Constance Debré raconte, cinglante, la misère, la pauvreté, l’absence d’horizon. Un exercice périlleux – en commençant son livre on se demande ce qu’une héritière va bien pouvoir nous dire sur ceux qui vivent dans les HLM et qui disent « niveau bac » parce qu’ils n’ont pas le bac. Mais cette affaire, c’est moins l’histoire de l’affaire que celle de la justice. La justice des pauvres contre les riches, la justice des privilégiés qui se choisit des coupables. Dans ce texte, Constance Debré rappelle avec force des convictions qui avaient traversé son œuvre, sans jamais en devenir le sujet principal.

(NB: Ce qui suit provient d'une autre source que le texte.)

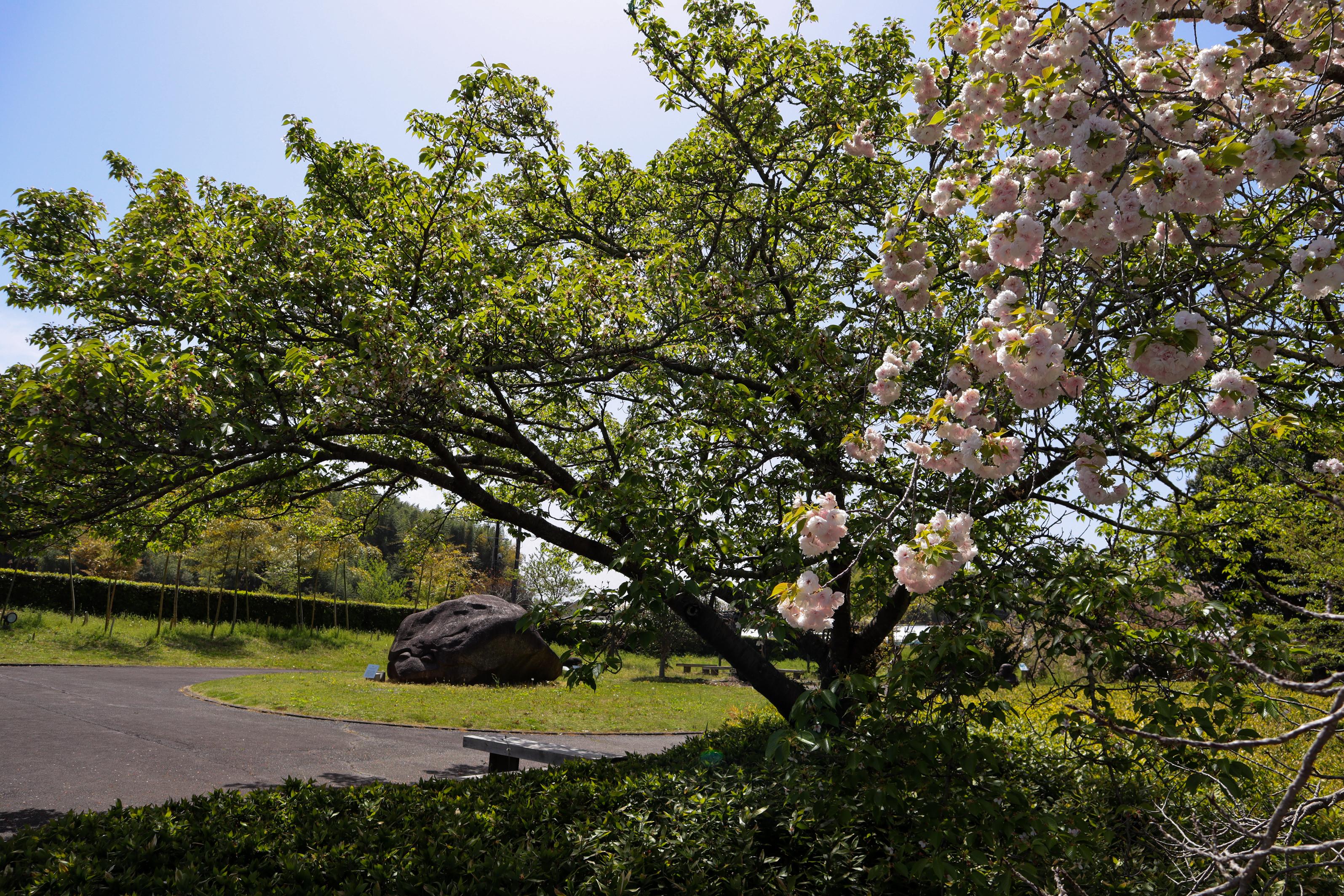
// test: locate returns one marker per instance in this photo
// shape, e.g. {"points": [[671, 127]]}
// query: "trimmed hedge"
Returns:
{"points": [[51, 591], [916, 818]]}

« Il est coupable, oui. Il est coupable d’avoir cédé, de ne pas s’être laissé écraser. Il est coupable de n’avoir pas été raisonnable, de n’être pas resté à sa place, celle qui lui a été échue. D’avoir dérangé l’ordre des choses. (…) Puisque tout est dessiné à l’avance. Il y a les vaincus et les vainqueurs et c’est jugé depuis longtemps. C’est avant les actes que tout se joue, qu’est-ce qu’on peut faire contre ça, rien. »

Constance Debré, Offenses

Dans cette quête effrénée de la vie la plus juste, l’autrice rappelle qu’au fond, les affrontements, les vrais, se poursuivent, ce sont ceux des pauvres contre les riches. Et leur justice, celle des riches, continue d’envoyer les pauvres en prison, les méchants parfaits, se donne bonne conscience. Le réquisitoire est implacable, il est dérangeant. On sort bouleversé de cette lecture. Constance Debré, en une centaine de page, a trouvé les mots pour dire l’injustice.

Offenses de Constance Debré, éditions Flammarion, 17,50 euros.